I am lost today to tasks and meetings. A litany of lists and that longing feeling I surrender to whenever I am about to embark on a big journey. I see myself literarily straddling two worlds, like the Colossus of my own life. One-foot firmly planted in home life and the other reaching clear across the world to my endless wanderlust. This time, I prepare to venture to India for the first time and to leave behind my beloved spring in the Hudson Valley and downtown New York City.
I adore spring because it has a lunatic quality to, and I very much identify with that capricious changeability. Last week when I rode to meetings I carried mittens, a hat, scarf and extra jeans to ward off the cold and wet. Between trips, I festooned my radiator with layers of sopping outer garments. I would then quickly switch to new dry clothes and head out again. Sort of a pit stop in the race of the last days of winter, and now it is 92 degrees, the hottest April 7 on record.
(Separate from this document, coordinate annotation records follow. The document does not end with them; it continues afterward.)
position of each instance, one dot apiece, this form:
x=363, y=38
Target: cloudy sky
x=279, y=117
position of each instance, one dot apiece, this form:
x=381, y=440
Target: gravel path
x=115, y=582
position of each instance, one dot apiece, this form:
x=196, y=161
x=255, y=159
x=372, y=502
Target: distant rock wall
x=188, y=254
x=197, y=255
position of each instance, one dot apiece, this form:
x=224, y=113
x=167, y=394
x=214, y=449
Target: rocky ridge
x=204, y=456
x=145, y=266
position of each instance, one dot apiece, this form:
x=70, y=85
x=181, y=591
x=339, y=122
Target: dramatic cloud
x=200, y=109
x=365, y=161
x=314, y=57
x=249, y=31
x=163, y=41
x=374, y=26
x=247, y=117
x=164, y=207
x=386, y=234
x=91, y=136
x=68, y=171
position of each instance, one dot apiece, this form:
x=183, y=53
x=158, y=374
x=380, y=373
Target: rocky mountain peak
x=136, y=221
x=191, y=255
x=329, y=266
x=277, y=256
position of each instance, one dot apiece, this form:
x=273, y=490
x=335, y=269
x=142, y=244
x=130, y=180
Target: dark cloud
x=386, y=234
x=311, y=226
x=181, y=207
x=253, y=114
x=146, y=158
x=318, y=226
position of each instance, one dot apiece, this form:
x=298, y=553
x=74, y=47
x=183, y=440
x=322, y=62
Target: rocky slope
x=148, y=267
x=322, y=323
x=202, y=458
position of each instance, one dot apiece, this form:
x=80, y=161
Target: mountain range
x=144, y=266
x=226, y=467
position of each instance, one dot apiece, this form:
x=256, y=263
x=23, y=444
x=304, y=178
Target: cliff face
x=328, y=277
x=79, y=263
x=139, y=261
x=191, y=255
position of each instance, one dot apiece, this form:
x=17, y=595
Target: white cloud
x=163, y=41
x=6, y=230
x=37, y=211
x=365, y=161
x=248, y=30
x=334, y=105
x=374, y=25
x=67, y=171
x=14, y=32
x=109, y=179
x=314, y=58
Hot to cold, wet to scorching, a sort of menopause of mad April.
And so I thought it was appropriate that today the wonderful folks at Knopf sent the Edna St. Vincent Millay’s Spring as part of their Poem of the Day.
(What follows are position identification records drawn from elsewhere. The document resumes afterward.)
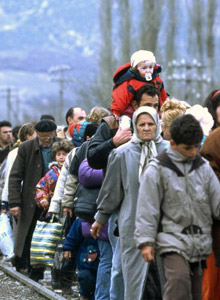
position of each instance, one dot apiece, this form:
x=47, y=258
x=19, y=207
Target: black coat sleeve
x=100, y=147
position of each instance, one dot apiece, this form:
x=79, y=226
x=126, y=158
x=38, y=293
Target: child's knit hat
x=140, y=56
x=203, y=116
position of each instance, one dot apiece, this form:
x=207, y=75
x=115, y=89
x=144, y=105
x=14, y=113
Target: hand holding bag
x=44, y=242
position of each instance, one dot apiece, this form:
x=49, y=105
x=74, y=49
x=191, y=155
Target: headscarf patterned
x=148, y=148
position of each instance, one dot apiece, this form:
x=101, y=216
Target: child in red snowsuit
x=142, y=69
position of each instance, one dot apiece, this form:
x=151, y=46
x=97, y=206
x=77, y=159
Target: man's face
x=146, y=127
x=78, y=115
x=147, y=100
x=189, y=151
x=46, y=138
x=5, y=136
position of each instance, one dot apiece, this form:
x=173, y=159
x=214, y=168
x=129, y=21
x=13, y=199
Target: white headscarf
x=148, y=148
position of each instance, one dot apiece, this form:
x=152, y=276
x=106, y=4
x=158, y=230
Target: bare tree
x=196, y=19
x=212, y=8
x=150, y=24
x=170, y=39
x=106, y=59
x=125, y=32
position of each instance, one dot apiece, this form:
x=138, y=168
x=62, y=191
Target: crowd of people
x=138, y=184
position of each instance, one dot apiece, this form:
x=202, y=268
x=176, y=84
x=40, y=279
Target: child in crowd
x=175, y=216
x=142, y=69
x=46, y=186
x=80, y=242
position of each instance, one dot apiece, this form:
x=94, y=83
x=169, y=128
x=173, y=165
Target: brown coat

To what purpose, April, do you return again?
Beauty is not enough.
You can no longer quiet me with the redness
Of little leaves opening stickily
I know what I now.
The sun is hot on my neck as I observe
The spikes of the crocus.
The smell of the earth is good.
It is apparent that there is no death
But what does that signify?
Not only under the ground are the brains of men
Eaten by maggots,
Life in itself
An empty cup, a flight of uncarpeted stairs,
It is not enough that yearly, down the hill,
Comes like an idiot, babbling and strewing flowers.